Those pictures are uploaded onto the Web, where parents view
them and have the option to click and buy.
The e-mail
pipeline works in reverse. Parents
write e-mails that are printed out and delivered with the
regular mail, and kids write back manually, without ever seeing
a computer. This is still camp, after all.
Parents,
especially those whose kids don't write much, love the service
which gives them a special password to access the site. It
lets them keep up with the action-packed activities that are
costing them hundreds of dollars a week.
"The camp
experience is one of the few experiences in life when the
child is completely separated from the parents," says Tom
Schenk, director of information systems at the nonprofit American
Camping Association. "It's reassuring to see their kids in
that safe and nurturing environment."
But isn't
the whole point of camp to jaunt into the wilderness, off
the parents' radar screen? To ditch the safe environment for
a world of archery, bug bites and awkward first kisses? Isn't
the Internet just helping father and mother to become Big
Brother?
This was
a concern for Bunk1's founder and CEO, Ari Ackerman, who adores
camp. He grew up in Manhattan and escaped every summer for
11 years. He wanted to own a camp as a kid, and still plans
to, someday. Maintaining what he calls "the integrity of the
experience" is of utmost importance, so he designed Bunk1
to be as non-intrusive as possible.
Judging
from the photos, most kids are unabashed hams for the camera.
"We upload
thousands of pictures," Ackerman says, "and we've never seen
one shy one." Ackerman, 30, crafted the plan for Bunk1 while
still in business school at Northwestern University. He saw
that camps, long a mom-and-pop industry, didn't have the resources
or expertise to offer much in the way of technology.
Using
venture capital from former camp owners and camp directors,
he got Bunk1 running by the summer of 1999, when he graduated.
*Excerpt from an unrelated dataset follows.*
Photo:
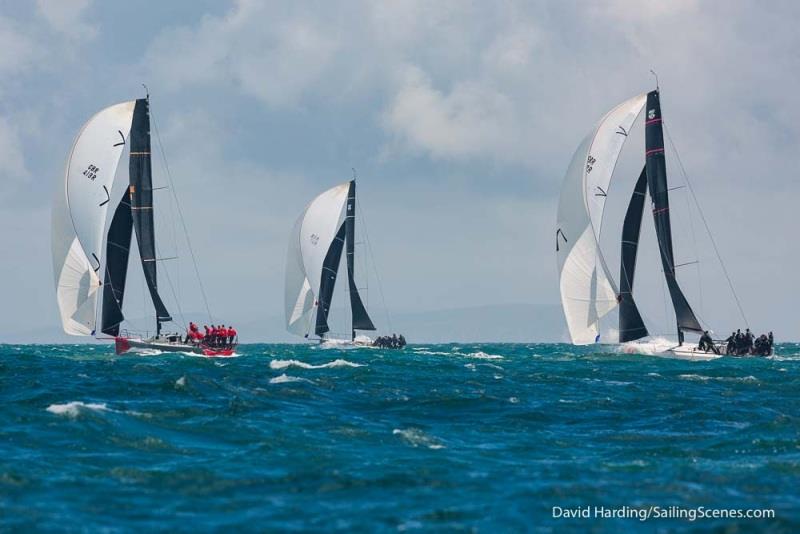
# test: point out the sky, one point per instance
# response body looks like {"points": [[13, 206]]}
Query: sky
{"points": [[459, 117]]}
The marketing budget was shoestring: ads in a couple of camping
magazines and an informal driving tour that saw Ackerman pitch
his services to more than 80 camps while logging about 4,500
miles on a 1992 Integra he still drives.
"It was
me pulling up and saying, "Hey, my name's Ari, I love camp;
I have an idea that will benefit the summer camp industry,'"
he says. "They were very welcoming."
Camp Blue
Ridge, where Brett Barash is enjoying her summer, hooked up
with Bunk1 when Ackerman and camp owner Joey Waldman met at
a trade show in Albuquerque, N.M. Waldman says his camp now
distributes about 150 to 175 e-mails a day to kids.
"He's
just got a lot of ideas to take camping into the 21st Century,"
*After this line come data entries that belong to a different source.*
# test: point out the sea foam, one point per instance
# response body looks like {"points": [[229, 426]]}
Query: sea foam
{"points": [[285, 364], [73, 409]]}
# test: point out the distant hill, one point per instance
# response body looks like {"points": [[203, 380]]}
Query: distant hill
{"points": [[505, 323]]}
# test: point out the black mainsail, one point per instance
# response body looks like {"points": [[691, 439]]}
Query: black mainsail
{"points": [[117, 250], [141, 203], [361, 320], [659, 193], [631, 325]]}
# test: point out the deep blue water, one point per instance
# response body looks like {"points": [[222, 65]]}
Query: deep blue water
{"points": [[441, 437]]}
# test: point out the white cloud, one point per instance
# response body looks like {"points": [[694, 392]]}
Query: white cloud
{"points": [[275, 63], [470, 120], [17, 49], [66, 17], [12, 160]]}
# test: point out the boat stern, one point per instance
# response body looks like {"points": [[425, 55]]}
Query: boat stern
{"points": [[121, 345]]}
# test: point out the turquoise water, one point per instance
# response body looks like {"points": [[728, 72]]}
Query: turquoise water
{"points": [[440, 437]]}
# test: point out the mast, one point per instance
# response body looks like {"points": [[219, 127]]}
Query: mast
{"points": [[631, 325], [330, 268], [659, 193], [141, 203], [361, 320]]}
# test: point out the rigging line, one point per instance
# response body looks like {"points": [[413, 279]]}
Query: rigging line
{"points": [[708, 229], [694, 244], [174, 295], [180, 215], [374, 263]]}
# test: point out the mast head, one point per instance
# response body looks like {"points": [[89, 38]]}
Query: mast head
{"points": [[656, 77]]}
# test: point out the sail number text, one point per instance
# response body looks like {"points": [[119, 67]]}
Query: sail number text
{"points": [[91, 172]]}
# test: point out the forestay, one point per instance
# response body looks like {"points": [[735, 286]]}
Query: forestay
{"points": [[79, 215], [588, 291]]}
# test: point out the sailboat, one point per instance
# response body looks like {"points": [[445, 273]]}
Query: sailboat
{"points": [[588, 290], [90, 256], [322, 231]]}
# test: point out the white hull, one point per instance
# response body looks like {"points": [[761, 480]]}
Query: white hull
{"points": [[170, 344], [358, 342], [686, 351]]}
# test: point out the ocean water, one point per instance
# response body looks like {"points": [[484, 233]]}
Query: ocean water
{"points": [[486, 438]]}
Waldman says about Ackerman.
Which
isn't quite the oxymoron it sounds like. Of the 2,163 camps
accredited by the American Camping Association, 64 percent
have websites and 71 percent have e-mail addresses. Lots of
ways to stay connected to a world of escape.
Barash,
for one, says that leaving home is an important step in herd
daughter's development. But it also requires a leap of faith
from parents.
"So now,"
Barash says, "It gets a little bit easier."